Data teams working in ML settings need ways to work on isolated “copies” of the data to preprocess it prior to training. This ensures data integrity, allows for safe experimentation, and supports parallel workflows among team members. Additionally, versioning the data is crucial for reproducing the exact dataset used for training specific models. This practice enhances reproducibility, maintains accountability, ensures regulatory compliance, and facilitates model monitoring and maintenance over time.

lakeFS is a data version control solution that matches the machine use case perfectly. Here’s how you can use it to version your data for ML experimentation:

  • ML Data Reproducibility – lakeFS allows you to version the data  components of an ML experiment without duplicating the data for multiple experiments. 
  • Data Preparation in Isolation – Branches enable each data scientists to prepare the data in isolation.
  • Parallel ML Experimentation – Run multiple experiments simultaneously, using different dataset versions.
  • Advanced Unstructured Data Filtering – Simplify model development by filtering objects using custom tags
  • Fast Data Loading for Deep Learning Workloads – Localize data to reduce latency and cut costs by optimizing GPU utilization

lakeFS and MLFlow in practice

Imagine that you can take an S3 bucket and make changes in separate branches, commit them once tested or roll back to the previous working version of your model. 

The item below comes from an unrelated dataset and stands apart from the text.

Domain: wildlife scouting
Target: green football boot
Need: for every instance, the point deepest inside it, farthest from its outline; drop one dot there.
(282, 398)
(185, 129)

The ecosystem of tools we have in our environment will access the data through the lakeFS API and get those versioning capabilities.

And from a refactoring perspective, we can include the name of a branch or a commit identifier to track down the state of our data at a specific point in time: a specific experiment, raw data, modified data, and sample data that was used to train a specific model along with the model itself.

We can run these Git actions via a notebook, command line interface or the solution UI. 

To learn more about how lakeFS works with MLflow, watch this on-demand tutorial: Version control of local datasets for MLflow experiments.

Conclusion

Managed MLflow on Databricks allows you to manage the whole machine learning lifecycle with the dependability, security, and scalability required for corporate applications. It offers an integrated platform for tracking and securing machine learning model training and ML projects in production.

Managed MLflow can be hosted by Databricks or completely managed on your own infrastructure. In addition to open-source MLflow capabilities, it includes enterprise-grade security, experiment management, high availability, and Databricks features such as notebook revision recording.